ELYRIA — Robert Gilchrist, the former service director of Lorain who briefly led the Lorain County Community Action Agency last year, has been indicted on four felony counts of illegal voting.
Gilchrist, 42, was booked into the Lorain County Jail on Monday and later was freed on a personal bond.
The charges against Gilchrist center on where he voted in elections held in November 2009, May and November 2010, and May 2011.
During those elections, Gilchrist voted in Lorain’s 2nd Ward, even though he didn’t live there, an investigation by the Lorain County Board of Elections determined.
Gilchrist had been living in Broadway apartments until August 2009, when he moved to an Oak Point Road home, the investigation showed. He remained there until he took possession of the house he bought on Fields Way in the city’s 8th Ward in December 2009. He had purchased the Fields Way house a few months before he moved in.
The elections board investigation also determined that Gilchrist had signed petitions to get six Democratic candidates on the May 2011 ballot, including for then-Mayor Tony Krasienko, and listed his address on Fields Way, even though he was still registered to vote in the 2nd Ward.
Gilchrist changed his address with the elections board in August 2011 after Lorain resident Denise Caruloff raised questions about where he was living and where he was registered to vote.
Caruloff said Monday she was pleased to learn Gilchrist had been charged and hopes he faces prison time.
“This isn’t stealing gum out of a gumball machine,” she said. “This is voting fraud.”
Caruloff said Lorain City Councilman Dennis Flores, D-2nd Ward, first told her that Gilchrist was still registered to vote in the 2nd Ward even though he had moved years earlier, and she brought the matter to the attention of the elections board.
Gilchrist, who did not return a call seeking comment Monday, previously has said he voted where his driver’s license said he lived and insisted that he never intentionally did anything wrong.
But county Prosecutor Dennis Will said intent isn’t a factor in the illegal voting charges Gilchrist faces. He said it’s a question of whether Gilchrist had moved but continued to vote under his old address.
“You have an affirmative duty to change your address when you change your primary address,” Will said.
Gilchrist’s attorney, former Ohio Secretary of State Jennifer Brunner, previously has said she believes Gilchrist was singled out for prosecution. Brunner could not be reached for comment Monday.
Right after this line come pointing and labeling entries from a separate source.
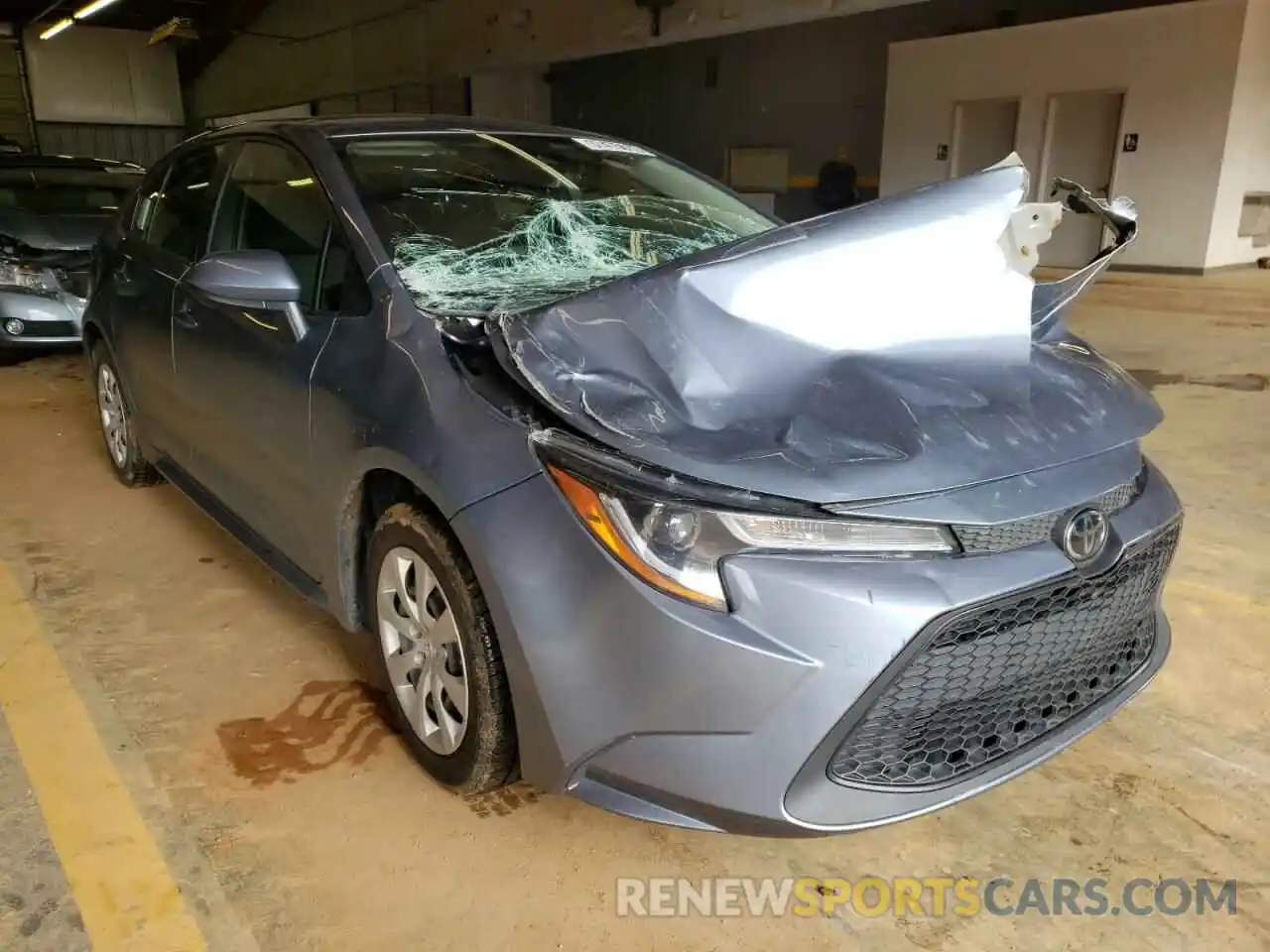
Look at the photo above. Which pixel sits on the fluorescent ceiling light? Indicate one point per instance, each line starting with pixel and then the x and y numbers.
pixel 87 10
pixel 58 28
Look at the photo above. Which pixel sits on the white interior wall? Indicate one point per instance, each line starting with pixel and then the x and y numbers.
pixel 1246 167
pixel 1176 64
pixel 109 76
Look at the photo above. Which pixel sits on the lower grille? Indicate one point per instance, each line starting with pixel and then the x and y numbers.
pixel 51 329
pixel 996 678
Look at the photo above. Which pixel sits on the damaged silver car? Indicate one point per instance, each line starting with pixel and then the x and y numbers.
pixel 644 497
pixel 53 211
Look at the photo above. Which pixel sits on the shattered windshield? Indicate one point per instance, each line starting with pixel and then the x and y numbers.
pixel 480 223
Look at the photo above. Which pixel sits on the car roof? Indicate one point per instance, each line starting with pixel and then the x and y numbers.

Supporters of Gilchrist, who is black, also have previously suggested the allegations were leveled against him because of his race.
Caruloff, who is white, denied that race was a factor in her complaint, noting that she also raised questions about former Lorain School Board Member Paul Biber’s residency. Her complaint against Biber, who is white, was dismissed by the elections board.
“It was never about race,” Caruloff said. “It was about being ethical and doing what you’re supposed to do.”
Elections board Director Paul Adams said his office occasionally deals with allegations of voters casting ballots in the wrong place, but typically those deal with the elderly or someone with a mental issue.
But he described what Gilchrist did as a “blatant” violation of the rules requiring someone to change their voter registration after moving.
“I think it’s a perfect example that we take any kind of voting violation seriously,” Adams said.
Gilchrist left his city job last summer to take over running Lorain County Community Action Agency, but his term there was overshadowed by the voting investigation and a domestic violence allegation for which he was never charged.
The poverty-fighting agency’s board fired Gilchrist in October because of the scandals surrounding him. A permanent replacement has yet to be named.